La reconnaissance de dette est un engagement écrit d’un débiteur qui doit de l’argent envers un créancier. Pour ce dernier, elle lui permet d’apporter la preuve de l’existence d’une créance.  Si jamais le débiteur est dans l’incapacité de pouvoir le rembourser ou s’il ne souhaite pas le faire, le créancier pourra faire valoir cette reconnaissance de dette pour demander paiement. Celle-ci peut prendre la forme d’un acte sous seing privé ou d’un acte authentique rédigé par un notaire. C’est aussi l’assurance pour le débiteur que l’emprunt soit parfaitement encadré et que le créancier respecte les règles initiales. L’assistance d’un avocat peut être utile, notamment par l’envoi d’une mise en demeure.

Que comprend la reconnaissance de dette ?

La reconnaissance de dette comprend plusieurs informations pour qu’elle soit valable et ne soit donne pas lieu à une nullité de document :

  • Les coordonnées des deux parties.
  • La date de signature du document rédigé et la signature du débiteur
  • Le montant total de l’emprunt en chiffres et lettres.
  • Le délai de remboursement avec la date butoir
  • Un taux d’intérêt si convenu par le créancier et le débiteur (inférieur ou égal au taux d’usure)
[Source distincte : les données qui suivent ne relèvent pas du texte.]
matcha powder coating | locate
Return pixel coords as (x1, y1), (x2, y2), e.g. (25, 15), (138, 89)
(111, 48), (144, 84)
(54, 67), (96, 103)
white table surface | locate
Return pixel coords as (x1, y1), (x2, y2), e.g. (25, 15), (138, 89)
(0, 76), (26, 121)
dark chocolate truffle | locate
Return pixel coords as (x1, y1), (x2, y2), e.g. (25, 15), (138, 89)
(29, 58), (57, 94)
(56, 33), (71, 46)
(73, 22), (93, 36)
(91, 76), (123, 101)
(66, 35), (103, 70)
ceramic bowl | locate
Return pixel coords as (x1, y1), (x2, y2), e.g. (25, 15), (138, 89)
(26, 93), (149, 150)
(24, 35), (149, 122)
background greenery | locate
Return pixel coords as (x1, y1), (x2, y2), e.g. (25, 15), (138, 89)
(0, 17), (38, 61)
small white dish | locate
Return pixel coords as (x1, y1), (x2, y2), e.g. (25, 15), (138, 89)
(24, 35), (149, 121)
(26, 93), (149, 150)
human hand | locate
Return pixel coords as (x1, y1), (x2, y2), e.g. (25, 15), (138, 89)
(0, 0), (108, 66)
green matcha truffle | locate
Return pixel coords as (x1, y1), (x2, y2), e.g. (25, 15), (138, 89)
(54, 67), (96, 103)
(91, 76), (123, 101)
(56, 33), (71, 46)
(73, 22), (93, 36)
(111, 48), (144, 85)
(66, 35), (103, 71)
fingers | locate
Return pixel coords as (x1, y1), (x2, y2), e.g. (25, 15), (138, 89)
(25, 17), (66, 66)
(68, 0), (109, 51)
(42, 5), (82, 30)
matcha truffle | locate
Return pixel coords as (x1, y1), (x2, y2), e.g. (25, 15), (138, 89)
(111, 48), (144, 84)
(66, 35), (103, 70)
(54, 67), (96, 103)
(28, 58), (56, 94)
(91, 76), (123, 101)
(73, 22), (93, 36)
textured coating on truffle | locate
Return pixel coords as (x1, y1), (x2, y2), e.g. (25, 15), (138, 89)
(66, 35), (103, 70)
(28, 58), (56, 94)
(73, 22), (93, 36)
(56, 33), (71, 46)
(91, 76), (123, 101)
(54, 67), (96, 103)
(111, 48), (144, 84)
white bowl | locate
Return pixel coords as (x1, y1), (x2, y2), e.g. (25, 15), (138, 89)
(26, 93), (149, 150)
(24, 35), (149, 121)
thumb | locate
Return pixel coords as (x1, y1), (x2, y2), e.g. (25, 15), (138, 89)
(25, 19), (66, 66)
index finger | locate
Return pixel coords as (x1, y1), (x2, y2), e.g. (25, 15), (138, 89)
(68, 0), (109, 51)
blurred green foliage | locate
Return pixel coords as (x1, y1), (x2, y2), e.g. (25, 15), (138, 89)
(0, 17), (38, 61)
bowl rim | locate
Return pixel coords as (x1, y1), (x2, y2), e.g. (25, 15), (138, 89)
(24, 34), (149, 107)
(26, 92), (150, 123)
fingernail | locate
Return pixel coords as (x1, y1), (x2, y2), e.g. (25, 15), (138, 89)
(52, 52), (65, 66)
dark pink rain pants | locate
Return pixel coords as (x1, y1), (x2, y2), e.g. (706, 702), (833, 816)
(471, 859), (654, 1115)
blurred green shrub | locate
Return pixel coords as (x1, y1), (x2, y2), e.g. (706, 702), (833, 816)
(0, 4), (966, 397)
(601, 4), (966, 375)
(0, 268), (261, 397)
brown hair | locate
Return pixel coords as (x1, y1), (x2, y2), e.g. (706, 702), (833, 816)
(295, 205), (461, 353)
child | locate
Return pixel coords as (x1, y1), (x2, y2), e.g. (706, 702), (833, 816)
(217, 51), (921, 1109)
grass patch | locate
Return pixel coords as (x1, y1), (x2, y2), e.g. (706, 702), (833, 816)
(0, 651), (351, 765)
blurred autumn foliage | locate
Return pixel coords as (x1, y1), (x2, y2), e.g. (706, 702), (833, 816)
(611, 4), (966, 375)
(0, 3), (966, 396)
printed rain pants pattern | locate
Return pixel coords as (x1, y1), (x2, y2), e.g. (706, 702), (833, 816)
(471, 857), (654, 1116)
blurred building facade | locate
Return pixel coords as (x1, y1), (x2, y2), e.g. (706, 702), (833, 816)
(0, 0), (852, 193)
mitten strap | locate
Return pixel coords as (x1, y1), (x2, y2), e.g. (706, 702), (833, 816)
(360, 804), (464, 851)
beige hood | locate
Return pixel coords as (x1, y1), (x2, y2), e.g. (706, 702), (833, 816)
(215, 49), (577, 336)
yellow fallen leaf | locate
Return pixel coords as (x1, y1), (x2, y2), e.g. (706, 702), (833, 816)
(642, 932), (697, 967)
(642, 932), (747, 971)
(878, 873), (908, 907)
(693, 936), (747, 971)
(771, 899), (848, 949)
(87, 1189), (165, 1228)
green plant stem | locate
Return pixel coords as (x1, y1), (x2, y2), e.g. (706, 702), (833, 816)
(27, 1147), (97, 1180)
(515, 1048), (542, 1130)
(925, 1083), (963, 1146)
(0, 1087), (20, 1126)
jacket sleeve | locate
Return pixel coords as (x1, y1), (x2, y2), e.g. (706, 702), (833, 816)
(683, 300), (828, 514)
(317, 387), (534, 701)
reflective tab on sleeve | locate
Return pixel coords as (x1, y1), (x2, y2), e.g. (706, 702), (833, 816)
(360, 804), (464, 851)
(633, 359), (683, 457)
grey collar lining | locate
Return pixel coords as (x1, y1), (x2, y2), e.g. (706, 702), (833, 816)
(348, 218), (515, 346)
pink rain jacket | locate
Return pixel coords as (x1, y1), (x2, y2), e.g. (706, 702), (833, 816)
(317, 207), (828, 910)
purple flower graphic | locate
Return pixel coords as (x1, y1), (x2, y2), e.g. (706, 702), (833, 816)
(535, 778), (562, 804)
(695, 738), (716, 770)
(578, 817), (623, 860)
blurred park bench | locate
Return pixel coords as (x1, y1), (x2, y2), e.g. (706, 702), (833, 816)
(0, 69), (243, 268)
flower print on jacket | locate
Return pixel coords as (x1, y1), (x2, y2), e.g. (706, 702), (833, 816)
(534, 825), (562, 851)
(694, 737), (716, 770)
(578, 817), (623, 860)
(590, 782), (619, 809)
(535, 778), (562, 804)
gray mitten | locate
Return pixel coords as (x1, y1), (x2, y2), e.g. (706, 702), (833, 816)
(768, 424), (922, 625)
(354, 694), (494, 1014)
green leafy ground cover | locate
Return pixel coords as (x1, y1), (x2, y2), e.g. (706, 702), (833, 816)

Reconnaissance de dette entre commerçants

Les commerçants sont exonérés de la reconnaissance de dette, cette dernière étant remplacée par un acte de commerce selon l’article L. 110-1-7 et 110-1-9 du code du commerce. Un acte de commerce ne suit pas les mêmes règles et la reconnaissance de dette par écrit n’est pas obligatoire (art.L.110-3 code de commerce).

Déclaration de la reconnaissance de dette

Si la somme totale prêtée au débiteur dépasse le montant de 760 euros, le ou les prêts doivent être déclarés avec le Cerfa 2062 de déclaration d’emprunt. Ce dernier officialisera le prêt et le fera entrer dans la légalité. Il devra être accompagné d’un autre Cerfa, le numéro 2561 si des taux d’intérêts existent.

A savoir : Un prêt peut être déduit du patrimoine pour le débiteur et compris comme une créance dans le patrimoine du créancier.

La reconnaissance de dette supérieure à 1500 euros : écrit obligatoire

Si la reconnaissance de dette dépasse la somme des 1500 euros, vous devez obligatoirement faire rédiger par un acte sous seing privé ou acte authentique. En dessous de cette somme, la reconnaissance de dette peut être prouver par tous moyens.

L’enregistrement de la reconnaissance de dette

Si le montant de la somme prêtée dépasse 1500 euros et que vous avez fait rédiger l’acte authentique par un notaire, alors ce dernier procédera à l’enregistrement de la reconnaissance de dette. En revanche, il n’y a pas d’obligation si elle a été rédigée sous seing privé. L’enregistrement d’une reconnaissance de dette d’un particulier peut être effectuée en envoyant l’acte au pôle enregistrement du Services des Impôts des Entreprises (vous trouverez l’adresse du service proche de chez vous sur internet). Un montant supérieur à 100 euros devra être réglé pour confirmer l’enregistrement.

Complications lors d’une reconnaissance de dette

  • Décès du débiteur ou du créancier: Lors du décès du débiteur, l’emprunt doit être déduit de l’héritage. Dans tous les cas, la dette est héritée si elle n’a pas été remboursée avant le décès. Si le créancier décède, l’emprunt sera inclus dans la déclaration de succession. Dès lors, un décès n’annule pas un emprunt.
  • Défaut de paiement: Si le débiteur qui a contacté un emprunt et a signé une reconnaissance de dette est en incapacité ou refuse de payer, le créancier peut le contraindre via une mise en demeure avec une lettre en recommandé et accusé de réception. Il peut aussi demander au juge une injonction de payer si la lettre est restée sans réponse. Cette injonction pourra selon l’appréciation du juge, donner lieu à une ordonnance contre le débiteur.
  • Nullité de document: Si le document de reconnaissance de dette n’est pas valable, la nullité du document pourrait être utilisée par le débiteur contre le créancier. Toutes les mentions listées plus haut doivent y figurer et certaines doivent être faites sous forme manuscrite pour en garantir l’authenticité. C’est pour cette raison qu’un spécialiste dans ce domaine est vivement conseillé pour éviter toutes erreurs ou conséquences non maîtrisées.